Expect that even though He is subject to the Father, because He was made man and will everlastingly be man, He is no less than the Father, and Revelation 11:15 says, “He will reign forever and ever.” It fits His humanity. He became a man to accomplish the task. He took on a certain subjection in becoming human, and that aspect alone He submitted Himself to the Father, and everlastingly that submission will be recognized and exalted.
The son of a king is of the nature of the king. The son of the king may be the equal of his father. The son of the king may have every attribute of his father. The Eternal Son is equal in every way.

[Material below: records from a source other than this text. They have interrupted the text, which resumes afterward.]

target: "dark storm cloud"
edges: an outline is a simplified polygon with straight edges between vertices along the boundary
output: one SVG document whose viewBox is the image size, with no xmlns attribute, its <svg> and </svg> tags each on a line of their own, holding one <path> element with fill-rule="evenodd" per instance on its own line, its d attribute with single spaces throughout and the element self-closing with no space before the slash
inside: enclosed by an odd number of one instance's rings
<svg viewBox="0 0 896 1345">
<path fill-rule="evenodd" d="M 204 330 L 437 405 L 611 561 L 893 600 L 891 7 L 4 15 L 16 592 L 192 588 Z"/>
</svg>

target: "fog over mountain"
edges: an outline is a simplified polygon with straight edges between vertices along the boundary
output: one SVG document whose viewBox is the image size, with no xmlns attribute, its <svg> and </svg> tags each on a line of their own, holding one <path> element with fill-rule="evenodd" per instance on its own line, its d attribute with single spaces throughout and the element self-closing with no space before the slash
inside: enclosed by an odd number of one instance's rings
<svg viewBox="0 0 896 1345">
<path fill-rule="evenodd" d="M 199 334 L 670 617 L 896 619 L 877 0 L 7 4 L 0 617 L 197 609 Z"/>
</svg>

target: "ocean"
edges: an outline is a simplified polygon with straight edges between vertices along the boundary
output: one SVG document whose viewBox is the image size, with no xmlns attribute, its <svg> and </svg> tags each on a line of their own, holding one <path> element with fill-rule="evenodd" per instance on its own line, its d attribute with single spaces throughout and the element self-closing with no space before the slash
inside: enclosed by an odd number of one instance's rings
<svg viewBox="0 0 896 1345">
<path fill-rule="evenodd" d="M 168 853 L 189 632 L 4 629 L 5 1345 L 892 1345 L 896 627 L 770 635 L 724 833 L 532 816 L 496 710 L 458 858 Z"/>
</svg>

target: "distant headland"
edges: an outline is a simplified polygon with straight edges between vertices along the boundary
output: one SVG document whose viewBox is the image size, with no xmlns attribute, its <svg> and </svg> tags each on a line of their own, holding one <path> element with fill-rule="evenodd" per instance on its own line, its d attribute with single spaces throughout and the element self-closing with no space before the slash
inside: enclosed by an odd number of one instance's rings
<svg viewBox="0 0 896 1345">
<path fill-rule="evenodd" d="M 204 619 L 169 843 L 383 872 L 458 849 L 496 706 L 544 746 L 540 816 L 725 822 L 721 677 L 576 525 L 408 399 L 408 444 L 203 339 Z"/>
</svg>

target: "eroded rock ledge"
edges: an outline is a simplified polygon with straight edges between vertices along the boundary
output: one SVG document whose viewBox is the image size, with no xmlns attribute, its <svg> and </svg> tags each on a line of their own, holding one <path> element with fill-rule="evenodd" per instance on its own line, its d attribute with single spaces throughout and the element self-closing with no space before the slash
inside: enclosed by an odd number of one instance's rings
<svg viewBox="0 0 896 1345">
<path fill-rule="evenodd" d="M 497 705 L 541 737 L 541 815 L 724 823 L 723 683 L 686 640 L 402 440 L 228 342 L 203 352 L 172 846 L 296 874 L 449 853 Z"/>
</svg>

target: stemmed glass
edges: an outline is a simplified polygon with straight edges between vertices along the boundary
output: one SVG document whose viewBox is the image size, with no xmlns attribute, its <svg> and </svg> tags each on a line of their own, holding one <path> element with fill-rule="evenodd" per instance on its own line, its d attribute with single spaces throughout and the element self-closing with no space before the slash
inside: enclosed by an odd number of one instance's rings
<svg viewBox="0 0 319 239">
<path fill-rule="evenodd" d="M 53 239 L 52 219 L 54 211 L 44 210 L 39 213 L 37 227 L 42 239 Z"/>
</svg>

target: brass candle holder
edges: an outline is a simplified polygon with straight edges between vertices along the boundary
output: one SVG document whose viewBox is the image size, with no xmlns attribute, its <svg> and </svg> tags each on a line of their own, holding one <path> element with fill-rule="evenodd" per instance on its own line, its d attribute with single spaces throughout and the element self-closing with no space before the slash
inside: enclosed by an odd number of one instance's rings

He is equal, and yet He is lovingly submissive; for in that, He finds His own glory, because His delight was always to do the will of the Father. This is where the world is going; this is the divine program.
Father, we are again grateful for Your Word and its power and clarity. So many people would like to know the future. They can if they read Your Word; we’ve seen it again tonight – so incredible. This is what You have prepared for those that love You.
Thank You, thank You for making us a part. Thank You for giving us eternal life, for the promise of resurrection, that we will one day rise, be changed, come back with You in fine linen white and clean, to reign with you for a thousand years on earth, and then forever in the new heaven and the new earth in resurrected form. Thank You for the gift of grace, making us a part of the first resurrection.
Lord, I ask that You would open the hearts of all who are here to grasp Your truth, to embrace Christ as Lord, and to obey Him with joy. Thank You, in His name. Amen.